A bootloader is the first piece of software that runs when a device is switched on. The processor wakes up knowing almost nothing: memory may be uninitialized, peripherals are unconfigured, and there is no operating system yet. The bootloader’s job is to bring the machine from that raw state to one where a real program, usually an operating system kernel, can be loaded and started. It is the bridge between bare silicon and running software.
The canonical open-source example is Das U-Boot, the Universal Boot Loader, used across an enormous range of embedded devices and processor architectures. Its documentation describes it as a loader that initializes the hardware and loads the device’s operating system, but adds that U-Boot is “more than a simple boot loader”: it provides an interactive command-line shell that lets users and developers load and boot a kernel from many sources, including flash memory, SD cards, SATA drives, or over a network using TFTP. That flexibility is why U-Boot dominates the embedded Linux world.
Booting is rarely a single step. On constrained hardware the very first code must fit in a tiny on-chip memory before main DRAM even works, so booting is split into stages. U-Boot’s documentation describes this multi-stage model with a Tertiary Program Loader (TPL), Secondary Program Loader (SPL), and U-Boot proper.
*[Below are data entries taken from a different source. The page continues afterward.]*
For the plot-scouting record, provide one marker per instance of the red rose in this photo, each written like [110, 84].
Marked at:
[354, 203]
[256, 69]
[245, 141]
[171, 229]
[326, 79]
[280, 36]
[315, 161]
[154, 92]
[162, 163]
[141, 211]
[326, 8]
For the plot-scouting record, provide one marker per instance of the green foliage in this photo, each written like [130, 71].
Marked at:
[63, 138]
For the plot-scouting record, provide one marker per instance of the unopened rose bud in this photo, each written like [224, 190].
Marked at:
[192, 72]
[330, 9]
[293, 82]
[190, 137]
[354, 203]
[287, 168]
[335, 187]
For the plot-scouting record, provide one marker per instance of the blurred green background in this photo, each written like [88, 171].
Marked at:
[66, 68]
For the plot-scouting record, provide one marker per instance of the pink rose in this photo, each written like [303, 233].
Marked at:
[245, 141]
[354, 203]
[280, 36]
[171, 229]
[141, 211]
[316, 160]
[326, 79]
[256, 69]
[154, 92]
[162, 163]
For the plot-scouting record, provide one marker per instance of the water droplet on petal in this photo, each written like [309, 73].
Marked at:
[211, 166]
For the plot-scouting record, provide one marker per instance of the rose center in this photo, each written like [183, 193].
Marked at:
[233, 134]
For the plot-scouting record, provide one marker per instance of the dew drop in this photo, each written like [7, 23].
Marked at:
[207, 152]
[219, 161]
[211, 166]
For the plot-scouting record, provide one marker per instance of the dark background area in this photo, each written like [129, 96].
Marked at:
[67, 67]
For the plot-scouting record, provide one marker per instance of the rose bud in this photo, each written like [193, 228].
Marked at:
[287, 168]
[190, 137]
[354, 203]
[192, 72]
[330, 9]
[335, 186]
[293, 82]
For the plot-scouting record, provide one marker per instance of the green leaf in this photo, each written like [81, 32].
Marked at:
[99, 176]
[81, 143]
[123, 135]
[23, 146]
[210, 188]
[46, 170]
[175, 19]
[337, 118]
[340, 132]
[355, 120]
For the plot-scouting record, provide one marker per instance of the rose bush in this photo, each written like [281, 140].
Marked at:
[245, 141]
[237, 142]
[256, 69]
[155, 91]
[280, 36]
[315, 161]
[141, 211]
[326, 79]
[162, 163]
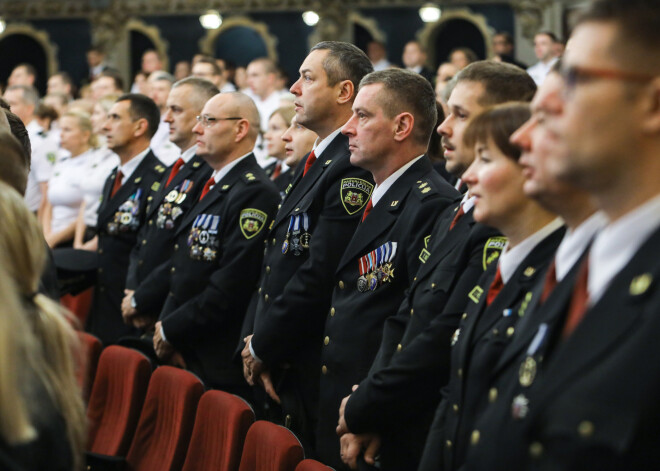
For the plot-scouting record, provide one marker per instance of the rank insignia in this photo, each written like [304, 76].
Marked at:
[251, 222]
[492, 249]
[355, 193]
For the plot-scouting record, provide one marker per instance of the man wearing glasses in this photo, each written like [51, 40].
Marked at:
[588, 379]
[218, 248]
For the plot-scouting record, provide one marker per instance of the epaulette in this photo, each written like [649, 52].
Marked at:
[424, 189]
[249, 177]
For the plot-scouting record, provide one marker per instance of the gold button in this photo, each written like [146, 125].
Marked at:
[586, 429]
[535, 450]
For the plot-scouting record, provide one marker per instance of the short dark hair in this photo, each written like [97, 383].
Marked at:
[502, 82]
[344, 61]
[497, 124]
[13, 166]
[143, 107]
[637, 23]
[115, 76]
[407, 91]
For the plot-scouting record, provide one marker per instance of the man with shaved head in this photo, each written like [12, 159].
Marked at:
[219, 248]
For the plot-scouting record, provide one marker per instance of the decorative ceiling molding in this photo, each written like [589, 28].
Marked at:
[41, 37]
[207, 43]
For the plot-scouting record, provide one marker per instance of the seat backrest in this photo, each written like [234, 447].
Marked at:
[116, 400]
[270, 447]
[312, 465]
[90, 347]
[166, 422]
[221, 424]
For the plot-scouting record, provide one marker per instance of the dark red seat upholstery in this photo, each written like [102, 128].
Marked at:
[312, 465]
[90, 349]
[270, 447]
[221, 425]
[116, 400]
[166, 422]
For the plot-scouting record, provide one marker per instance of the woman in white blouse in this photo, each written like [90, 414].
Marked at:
[65, 194]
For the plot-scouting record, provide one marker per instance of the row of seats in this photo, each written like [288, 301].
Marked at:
[164, 420]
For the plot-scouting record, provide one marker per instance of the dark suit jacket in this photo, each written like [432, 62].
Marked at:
[482, 336]
[294, 292]
[165, 211]
[593, 403]
[398, 398]
[405, 215]
[209, 293]
[119, 221]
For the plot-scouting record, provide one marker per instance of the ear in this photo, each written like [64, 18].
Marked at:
[404, 124]
[141, 127]
[651, 117]
[242, 128]
[345, 92]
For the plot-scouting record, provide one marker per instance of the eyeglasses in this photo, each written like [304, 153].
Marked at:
[572, 75]
[208, 121]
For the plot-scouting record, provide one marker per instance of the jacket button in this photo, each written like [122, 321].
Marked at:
[586, 429]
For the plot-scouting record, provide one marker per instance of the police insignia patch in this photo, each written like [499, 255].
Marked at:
[492, 249]
[355, 193]
[251, 222]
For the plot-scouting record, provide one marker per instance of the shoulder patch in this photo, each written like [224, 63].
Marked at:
[251, 221]
[492, 250]
[354, 194]
[475, 294]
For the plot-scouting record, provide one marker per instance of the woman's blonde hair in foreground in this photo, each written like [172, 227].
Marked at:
[55, 350]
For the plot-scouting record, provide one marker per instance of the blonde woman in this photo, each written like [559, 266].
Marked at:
[51, 432]
[65, 194]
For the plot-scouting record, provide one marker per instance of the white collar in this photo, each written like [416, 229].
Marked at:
[381, 189]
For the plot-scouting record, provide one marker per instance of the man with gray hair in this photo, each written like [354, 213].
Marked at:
[177, 192]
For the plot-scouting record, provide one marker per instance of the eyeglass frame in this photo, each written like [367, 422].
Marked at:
[573, 73]
[207, 122]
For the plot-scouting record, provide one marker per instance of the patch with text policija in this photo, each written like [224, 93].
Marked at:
[251, 222]
[492, 250]
[355, 194]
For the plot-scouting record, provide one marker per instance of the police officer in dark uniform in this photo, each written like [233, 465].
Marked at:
[131, 123]
[178, 192]
[382, 257]
[219, 248]
[319, 214]
[398, 398]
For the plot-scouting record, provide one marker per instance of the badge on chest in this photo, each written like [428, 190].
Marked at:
[126, 218]
[203, 241]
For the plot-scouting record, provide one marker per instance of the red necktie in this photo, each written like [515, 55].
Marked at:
[117, 185]
[579, 300]
[367, 210]
[495, 287]
[177, 166]
[276, 171]
[458, 215]
[310, 161]
[206, 188]
[550, 282]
The early stages are deliberately minimal: TPL is “as tiny as possible” and is responsible for DRAM initialization, after which SPL “sets up SDRAM and loads U-Boot proper.” Each stage initializes a little more of the system and hands off to the next, climbing from a few kilobytes of scratch memory up to a full-featured loader.
This staged pattern mirrors how general-purpose computers boot. A small immutable boot ROM or BIOS runs first, locates a bootloader on disk, and that loader in turn loads the operating system. The microcontroller world has its own miniature version: the Arduino bootloader is a small program pre-burned into the chip that lets new sketches be uploaded over a serial connection without dedicated hardware, then jumps to the freshly loaded user code. In every case the principle is the same, a chain of progressively more capable loaders.
Because the bootloader runs before any operating system, it operates with complete control and no safety net. It configures clocks and memory controllers, often sets up the watchdog, and may verify the integrity and signature of the image it is about to run. A compromised or buggy bootloader can render a device unbootable, which is why this code is small, carefully written, and frequently stored in a protected or read-only region.
The bootloader is thus the foundation of trust and function for everything above it. It is short-lived, running only for the moment between power-on and handoff, but nothing else can run until it has done its work.